Australians should be aware, now more than ever, with these cases as an example, that if you travel overseas and are arrested with drugs then the penalties may be much harsher than Australia, and that the judicial process may indeed be nothing like you would expect in Australia, where many drug offenders are given a slap on the wrist for a first-time offense. Even for those who may have had something planted in their bag, just saying “It’s not mine” or “Someone must have put it there” won’t do much for you by way of a defence.
Travel smart and travel safe. Here’s a good link to stay informed: www.smartraveller.gov.au/faq.html
Note that this is just my personal endorsement of the travel advice which is something every Australian should read before travelling overseas.
Ubud Security Concerns
ON the morning of April 5, my laptop, camera, two cellphones etc where stolen from my home in Penestanan, Ubud. I reported the matter to the police the same day. A week later, temples were robbed in Ubud.

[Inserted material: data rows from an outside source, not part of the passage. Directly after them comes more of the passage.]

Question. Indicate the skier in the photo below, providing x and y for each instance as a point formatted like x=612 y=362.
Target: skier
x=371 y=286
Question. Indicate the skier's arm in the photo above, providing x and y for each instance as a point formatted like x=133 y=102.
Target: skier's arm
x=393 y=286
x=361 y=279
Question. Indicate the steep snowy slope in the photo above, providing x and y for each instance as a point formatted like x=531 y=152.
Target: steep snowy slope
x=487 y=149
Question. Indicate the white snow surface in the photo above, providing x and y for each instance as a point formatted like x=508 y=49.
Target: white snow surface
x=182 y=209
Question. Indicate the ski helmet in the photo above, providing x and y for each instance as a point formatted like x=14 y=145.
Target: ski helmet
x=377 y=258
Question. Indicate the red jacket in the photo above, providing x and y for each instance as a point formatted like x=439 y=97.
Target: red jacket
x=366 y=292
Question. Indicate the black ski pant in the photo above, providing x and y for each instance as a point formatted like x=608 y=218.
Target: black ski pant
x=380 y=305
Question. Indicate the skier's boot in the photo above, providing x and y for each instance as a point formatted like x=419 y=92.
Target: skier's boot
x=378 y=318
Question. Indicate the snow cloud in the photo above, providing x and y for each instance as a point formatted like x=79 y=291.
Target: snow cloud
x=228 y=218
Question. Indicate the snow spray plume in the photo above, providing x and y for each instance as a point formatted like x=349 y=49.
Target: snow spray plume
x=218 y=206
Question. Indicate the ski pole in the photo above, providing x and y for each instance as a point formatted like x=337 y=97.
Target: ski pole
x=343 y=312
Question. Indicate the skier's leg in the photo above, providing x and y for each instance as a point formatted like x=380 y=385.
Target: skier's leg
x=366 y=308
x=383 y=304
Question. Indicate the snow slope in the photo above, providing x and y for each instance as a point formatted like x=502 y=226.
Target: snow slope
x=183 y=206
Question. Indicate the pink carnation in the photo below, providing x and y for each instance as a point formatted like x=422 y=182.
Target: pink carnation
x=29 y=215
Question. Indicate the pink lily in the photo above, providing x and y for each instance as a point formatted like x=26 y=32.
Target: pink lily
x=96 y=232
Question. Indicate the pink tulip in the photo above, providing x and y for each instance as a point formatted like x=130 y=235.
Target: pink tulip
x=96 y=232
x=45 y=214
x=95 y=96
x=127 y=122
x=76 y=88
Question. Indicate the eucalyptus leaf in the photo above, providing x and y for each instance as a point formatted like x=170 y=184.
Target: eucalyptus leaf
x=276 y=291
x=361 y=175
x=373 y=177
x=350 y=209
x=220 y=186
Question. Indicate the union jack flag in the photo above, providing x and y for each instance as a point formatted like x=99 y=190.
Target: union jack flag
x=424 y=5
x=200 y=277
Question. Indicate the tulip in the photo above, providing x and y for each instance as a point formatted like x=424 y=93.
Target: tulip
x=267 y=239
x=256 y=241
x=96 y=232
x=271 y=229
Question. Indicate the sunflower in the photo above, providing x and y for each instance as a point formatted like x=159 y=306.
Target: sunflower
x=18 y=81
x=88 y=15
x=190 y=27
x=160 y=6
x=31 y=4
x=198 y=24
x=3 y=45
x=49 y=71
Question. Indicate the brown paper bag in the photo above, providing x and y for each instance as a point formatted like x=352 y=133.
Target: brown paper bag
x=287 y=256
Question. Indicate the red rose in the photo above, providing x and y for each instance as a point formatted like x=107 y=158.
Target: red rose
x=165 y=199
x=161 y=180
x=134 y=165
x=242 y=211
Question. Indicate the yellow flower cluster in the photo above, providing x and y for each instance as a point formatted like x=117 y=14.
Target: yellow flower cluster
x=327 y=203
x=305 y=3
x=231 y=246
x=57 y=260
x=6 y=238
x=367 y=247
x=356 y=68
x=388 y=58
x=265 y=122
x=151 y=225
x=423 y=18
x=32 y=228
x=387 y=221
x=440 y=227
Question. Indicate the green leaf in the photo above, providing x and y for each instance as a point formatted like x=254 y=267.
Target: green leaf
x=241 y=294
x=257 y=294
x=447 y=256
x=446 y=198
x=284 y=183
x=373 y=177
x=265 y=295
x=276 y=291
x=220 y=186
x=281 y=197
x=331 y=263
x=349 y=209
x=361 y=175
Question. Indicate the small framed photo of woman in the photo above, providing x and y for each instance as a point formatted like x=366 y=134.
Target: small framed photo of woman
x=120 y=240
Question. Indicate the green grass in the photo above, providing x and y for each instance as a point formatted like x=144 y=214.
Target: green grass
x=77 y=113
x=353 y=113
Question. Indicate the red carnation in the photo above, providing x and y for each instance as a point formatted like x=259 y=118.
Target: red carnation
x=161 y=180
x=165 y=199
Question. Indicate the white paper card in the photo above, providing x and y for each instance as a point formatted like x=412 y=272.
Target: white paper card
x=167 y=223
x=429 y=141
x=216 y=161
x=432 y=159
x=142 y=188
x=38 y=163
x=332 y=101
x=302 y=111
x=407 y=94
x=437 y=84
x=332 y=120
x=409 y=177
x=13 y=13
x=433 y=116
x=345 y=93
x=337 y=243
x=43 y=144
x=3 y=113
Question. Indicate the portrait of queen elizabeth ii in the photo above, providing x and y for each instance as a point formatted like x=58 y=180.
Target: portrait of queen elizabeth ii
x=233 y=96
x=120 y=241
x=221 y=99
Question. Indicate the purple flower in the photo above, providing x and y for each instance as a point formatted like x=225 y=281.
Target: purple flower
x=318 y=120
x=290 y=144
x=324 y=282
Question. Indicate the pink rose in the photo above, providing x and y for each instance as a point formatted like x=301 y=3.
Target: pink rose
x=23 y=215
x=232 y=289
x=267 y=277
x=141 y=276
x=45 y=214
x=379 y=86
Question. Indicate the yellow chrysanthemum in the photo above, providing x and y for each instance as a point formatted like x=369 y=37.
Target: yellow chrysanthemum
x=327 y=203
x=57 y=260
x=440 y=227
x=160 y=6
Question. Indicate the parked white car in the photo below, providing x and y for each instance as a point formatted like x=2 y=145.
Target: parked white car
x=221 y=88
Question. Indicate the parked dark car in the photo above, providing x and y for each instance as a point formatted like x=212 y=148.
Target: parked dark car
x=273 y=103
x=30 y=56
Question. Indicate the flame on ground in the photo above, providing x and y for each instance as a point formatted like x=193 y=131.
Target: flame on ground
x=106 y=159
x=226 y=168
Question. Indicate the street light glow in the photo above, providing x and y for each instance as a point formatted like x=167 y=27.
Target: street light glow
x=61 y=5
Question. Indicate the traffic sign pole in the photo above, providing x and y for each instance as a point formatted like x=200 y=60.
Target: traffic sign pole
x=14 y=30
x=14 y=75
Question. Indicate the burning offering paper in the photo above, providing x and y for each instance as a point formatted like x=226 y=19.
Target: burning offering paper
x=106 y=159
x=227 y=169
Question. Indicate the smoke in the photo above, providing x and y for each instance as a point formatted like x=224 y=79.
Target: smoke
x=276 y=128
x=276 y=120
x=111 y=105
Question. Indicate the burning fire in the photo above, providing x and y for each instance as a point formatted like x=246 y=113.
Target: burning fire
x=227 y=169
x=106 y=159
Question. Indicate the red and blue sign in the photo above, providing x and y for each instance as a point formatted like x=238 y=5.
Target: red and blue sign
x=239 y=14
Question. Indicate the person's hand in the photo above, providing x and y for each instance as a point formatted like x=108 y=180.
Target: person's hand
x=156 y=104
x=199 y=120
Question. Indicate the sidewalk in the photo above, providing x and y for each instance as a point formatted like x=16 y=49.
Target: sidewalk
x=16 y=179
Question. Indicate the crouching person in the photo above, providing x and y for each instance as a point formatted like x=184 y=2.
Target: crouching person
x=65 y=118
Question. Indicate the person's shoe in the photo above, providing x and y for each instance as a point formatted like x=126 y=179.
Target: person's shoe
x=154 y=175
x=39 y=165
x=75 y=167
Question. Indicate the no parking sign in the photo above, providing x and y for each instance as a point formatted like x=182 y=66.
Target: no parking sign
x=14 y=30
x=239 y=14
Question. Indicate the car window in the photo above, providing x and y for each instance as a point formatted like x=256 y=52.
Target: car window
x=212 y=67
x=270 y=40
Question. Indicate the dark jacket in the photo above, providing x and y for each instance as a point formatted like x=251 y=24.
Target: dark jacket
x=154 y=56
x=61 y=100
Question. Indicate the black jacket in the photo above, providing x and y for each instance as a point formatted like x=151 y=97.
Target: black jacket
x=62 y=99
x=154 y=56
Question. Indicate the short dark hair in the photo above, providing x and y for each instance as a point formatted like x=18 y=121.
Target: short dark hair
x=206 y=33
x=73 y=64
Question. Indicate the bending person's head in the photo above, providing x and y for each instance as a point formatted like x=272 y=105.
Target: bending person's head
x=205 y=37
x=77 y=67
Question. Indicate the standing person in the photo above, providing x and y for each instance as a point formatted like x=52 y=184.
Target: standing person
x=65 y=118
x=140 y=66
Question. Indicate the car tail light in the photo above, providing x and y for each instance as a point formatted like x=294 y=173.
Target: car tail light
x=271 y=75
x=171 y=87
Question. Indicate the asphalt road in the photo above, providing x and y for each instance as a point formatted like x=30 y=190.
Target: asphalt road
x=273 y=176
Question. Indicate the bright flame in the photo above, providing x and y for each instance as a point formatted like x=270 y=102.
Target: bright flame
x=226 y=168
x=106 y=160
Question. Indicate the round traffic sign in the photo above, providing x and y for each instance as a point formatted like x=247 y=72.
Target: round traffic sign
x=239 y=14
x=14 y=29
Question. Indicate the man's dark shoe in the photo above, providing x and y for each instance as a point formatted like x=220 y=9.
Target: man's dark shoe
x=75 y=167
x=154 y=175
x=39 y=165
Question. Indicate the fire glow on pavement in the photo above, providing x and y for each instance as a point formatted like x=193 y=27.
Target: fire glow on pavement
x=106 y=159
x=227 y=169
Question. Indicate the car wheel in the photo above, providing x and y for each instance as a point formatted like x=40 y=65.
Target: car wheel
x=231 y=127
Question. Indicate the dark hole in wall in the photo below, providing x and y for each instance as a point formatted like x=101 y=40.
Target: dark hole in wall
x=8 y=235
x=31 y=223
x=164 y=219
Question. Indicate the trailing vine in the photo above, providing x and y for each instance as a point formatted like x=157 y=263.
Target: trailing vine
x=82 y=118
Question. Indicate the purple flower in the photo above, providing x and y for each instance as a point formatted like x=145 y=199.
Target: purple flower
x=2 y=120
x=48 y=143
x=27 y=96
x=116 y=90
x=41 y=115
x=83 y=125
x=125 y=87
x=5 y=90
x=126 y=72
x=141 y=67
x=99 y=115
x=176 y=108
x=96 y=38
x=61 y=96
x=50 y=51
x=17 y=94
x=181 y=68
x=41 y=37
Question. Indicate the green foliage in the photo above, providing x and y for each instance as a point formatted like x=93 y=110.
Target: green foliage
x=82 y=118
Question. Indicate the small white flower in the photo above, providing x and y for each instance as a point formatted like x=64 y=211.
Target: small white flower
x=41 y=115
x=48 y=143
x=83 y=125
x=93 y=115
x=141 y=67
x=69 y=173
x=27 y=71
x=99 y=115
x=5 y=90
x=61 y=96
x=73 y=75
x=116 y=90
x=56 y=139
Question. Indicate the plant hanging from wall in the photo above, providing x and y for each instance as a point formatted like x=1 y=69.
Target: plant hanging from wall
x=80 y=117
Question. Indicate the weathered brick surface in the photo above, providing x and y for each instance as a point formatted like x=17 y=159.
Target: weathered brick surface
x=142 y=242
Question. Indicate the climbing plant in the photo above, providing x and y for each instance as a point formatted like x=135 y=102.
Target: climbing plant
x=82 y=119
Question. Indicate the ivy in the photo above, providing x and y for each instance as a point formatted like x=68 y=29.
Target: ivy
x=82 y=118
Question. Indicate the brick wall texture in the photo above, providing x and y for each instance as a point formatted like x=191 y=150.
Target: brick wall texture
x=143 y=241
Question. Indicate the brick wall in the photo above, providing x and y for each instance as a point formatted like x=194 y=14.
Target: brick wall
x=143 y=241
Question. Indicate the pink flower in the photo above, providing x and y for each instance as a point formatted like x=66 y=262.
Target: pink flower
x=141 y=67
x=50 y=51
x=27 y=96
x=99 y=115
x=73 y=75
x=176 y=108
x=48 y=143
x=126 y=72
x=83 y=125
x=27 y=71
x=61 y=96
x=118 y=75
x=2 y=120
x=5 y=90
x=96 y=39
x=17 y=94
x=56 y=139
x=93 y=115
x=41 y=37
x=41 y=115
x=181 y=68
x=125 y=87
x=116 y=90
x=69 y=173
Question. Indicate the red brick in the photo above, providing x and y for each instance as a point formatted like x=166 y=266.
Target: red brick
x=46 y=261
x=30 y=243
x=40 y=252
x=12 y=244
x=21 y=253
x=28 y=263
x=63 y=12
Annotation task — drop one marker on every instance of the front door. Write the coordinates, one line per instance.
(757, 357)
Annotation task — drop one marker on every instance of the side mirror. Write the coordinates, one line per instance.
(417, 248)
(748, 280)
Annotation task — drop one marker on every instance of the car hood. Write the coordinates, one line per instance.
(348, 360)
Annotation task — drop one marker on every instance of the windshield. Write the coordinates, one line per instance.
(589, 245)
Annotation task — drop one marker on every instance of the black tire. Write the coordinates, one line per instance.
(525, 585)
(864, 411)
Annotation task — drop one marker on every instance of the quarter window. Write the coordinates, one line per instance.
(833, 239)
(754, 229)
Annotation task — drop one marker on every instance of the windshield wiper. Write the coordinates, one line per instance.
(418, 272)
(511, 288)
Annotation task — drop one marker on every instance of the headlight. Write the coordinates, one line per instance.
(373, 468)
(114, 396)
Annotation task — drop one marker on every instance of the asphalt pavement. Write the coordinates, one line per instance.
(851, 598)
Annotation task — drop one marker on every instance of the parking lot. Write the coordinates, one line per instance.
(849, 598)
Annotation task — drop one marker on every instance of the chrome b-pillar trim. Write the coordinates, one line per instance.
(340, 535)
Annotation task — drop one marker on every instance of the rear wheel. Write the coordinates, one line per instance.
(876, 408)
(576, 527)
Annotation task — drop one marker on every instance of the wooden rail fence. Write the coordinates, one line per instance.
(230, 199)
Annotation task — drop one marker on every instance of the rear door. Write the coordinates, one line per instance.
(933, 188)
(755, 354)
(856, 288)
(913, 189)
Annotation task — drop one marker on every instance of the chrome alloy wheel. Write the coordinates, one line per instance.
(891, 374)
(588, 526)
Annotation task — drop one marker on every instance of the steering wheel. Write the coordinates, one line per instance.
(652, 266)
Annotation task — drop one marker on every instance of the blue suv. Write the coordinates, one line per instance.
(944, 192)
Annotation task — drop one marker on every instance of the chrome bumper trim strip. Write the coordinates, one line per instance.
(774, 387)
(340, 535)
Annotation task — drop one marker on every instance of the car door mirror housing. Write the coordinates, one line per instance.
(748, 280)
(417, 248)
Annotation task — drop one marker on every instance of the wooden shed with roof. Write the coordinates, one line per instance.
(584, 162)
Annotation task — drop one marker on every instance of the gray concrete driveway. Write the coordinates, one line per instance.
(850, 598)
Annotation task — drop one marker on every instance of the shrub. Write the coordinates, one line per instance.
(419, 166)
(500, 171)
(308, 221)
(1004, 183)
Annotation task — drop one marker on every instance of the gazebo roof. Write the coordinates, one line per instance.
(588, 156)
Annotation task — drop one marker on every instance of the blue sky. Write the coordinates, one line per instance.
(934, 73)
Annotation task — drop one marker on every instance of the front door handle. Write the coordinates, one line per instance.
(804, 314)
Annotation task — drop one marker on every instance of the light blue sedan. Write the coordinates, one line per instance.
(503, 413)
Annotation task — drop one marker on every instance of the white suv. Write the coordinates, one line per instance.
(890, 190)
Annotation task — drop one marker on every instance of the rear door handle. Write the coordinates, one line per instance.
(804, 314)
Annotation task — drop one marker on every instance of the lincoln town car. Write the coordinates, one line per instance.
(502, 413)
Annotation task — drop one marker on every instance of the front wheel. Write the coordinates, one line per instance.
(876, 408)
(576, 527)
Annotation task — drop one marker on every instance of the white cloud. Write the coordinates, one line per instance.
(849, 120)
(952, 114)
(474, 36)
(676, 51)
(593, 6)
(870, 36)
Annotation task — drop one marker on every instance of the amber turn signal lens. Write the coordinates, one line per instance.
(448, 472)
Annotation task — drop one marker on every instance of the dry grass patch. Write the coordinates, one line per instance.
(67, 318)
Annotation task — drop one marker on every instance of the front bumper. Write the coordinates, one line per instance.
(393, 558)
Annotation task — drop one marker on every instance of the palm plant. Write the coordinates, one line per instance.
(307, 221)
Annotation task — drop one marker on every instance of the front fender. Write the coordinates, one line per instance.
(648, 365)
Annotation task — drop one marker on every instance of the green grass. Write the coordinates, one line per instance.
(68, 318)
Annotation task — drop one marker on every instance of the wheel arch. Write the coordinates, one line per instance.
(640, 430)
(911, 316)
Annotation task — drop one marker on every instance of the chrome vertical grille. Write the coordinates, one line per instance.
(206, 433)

My friends and well-wishers have told me about at least two major thefts of laptops, cameras etc that have gone unreported. The persons who lost their valuables have since left Bali.
I am convinced that a gang is operating in Ubud. I have shared my thoughts with the police and they are investigating.
I fail to understand why security cannot be increased. After all Ubud is the top tourist city destination and this situation cannot continue. It will not only affect business but have a serious negative impact on the beautiful centre of arts and culture and religiosity.
Bapak Tjokorda Raka Kerthyasa (of Ubud Palace) spoke to me about the robberies in the temples and he shared his anguish as a Balinese whose home is being vandalised.
I hope someone out there is listening and will be proactive and not reactive.